After the nuclear epics,about 380,000 years from the big bang, the temperature continues to cool, and electrons are captured by protons and nucleus to form hydrogen atoms and helium atoms. This period is called the compound period.
核子时代之后,距离大爆炸约38万年,温度持续冷却,电子开始被质子和氦核子捕获,形成氢原子和氦原子,这个时期称为复合时期。
After the compound is over, most of the protons in the universe become neutral atoms. Therefore, the photons are no longer disturbed and can travel freely in the universe. This cosmic event is called photon decoupling.
复合结束后,宇宙中的大部分质子变成了氢原子,因此,光子不再受到干扰,可以在宇宙中自由穿行,这个宇宙事件称为光子退耦。
Before decoupling occurs,most photons interact with electrons and protons in the photon-baryon fluid,resulting in an opaque or “foggy” universe.
在退耦发生之前,宇宙中多数的光子都与电子和质子在光子-重子液中进行交互作用,其结果是宇宙是不透明或处在“大雾”之中。
At this point, the universe began to become transparent. The first undisturbed photons arrived at us after a long period of time and distance. As the space expands, the wavelength increases with time, the light becomes weaker and the energy is lower.
至此,宇宙开始变得透明。第一批不受干扰的光子再经过漫长的时间和距离后到达我们这里,由于空间膨胀,导致波长随着时间的推移而增加,光线越来越微弱,能量也越来越低。
Finally, these light from the depths of the universe become microwave noise with a wavelength of 7.35 cm, and their temperature in the black body radiation spectrum is about 3K. This is the microwave background radiation we are familiar with.
最后,这些来自宇宙深处的光变成了波长为7.35厘米的微波噪声,它们在黑体辐射光谱的温度约为3K。这就是我们熟知的微波背景辐射。
In order to detect these microwave background radiation, WMAP came into being.
为了探测这些微波背景辐射,WMAP应运而生。
This is the Wilkinson Microwave Anisotropy Probe,or”WMAP”
这就是威尔金微波各向异性探测器(WMAP)。
It was launched to scan the early universe for the find-scale origins of this cosmin atlas.
它被用来扫描电磁波,寻找精细的早期宇宙图。
WMAP traveled beyond any interference from Earth,to a posion balanced between the Earth and the Sun.
WMAP远离了地球的干扰,到达了地球和太阳之间。
There,for two years,its detectors took in the pristine light of deep space.

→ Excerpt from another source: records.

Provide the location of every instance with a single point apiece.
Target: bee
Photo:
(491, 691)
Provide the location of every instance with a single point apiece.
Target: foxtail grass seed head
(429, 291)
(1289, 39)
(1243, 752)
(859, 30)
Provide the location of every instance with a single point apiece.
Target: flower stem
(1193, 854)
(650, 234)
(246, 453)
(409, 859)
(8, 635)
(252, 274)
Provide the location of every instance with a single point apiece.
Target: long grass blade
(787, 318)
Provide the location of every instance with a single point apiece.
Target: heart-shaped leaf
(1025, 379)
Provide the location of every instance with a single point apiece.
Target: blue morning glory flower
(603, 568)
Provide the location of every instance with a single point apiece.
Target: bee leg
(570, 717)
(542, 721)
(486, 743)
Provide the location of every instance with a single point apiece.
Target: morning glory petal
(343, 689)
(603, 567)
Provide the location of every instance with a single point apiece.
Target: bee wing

在那里,两年来,它的探测器接收了深空中未被污染的光。
This is what WMAP saw!
这就是WMAP所见!
A pattern consistent with the filaments and voids that had evolved in the universe at large.
一种与宇宙大纤维结构相一致的图案。
It came 38000 years after the big bang.
它来自于大爆炸后38万年。
This is Cosmic microwave background radiation(CMB or CMBR)
这就是宇宙微波背景辐射。
It is an important source of data on the early universe because it is the oldest electromagnetic radiation in the universe, dating to the epoch of recombination.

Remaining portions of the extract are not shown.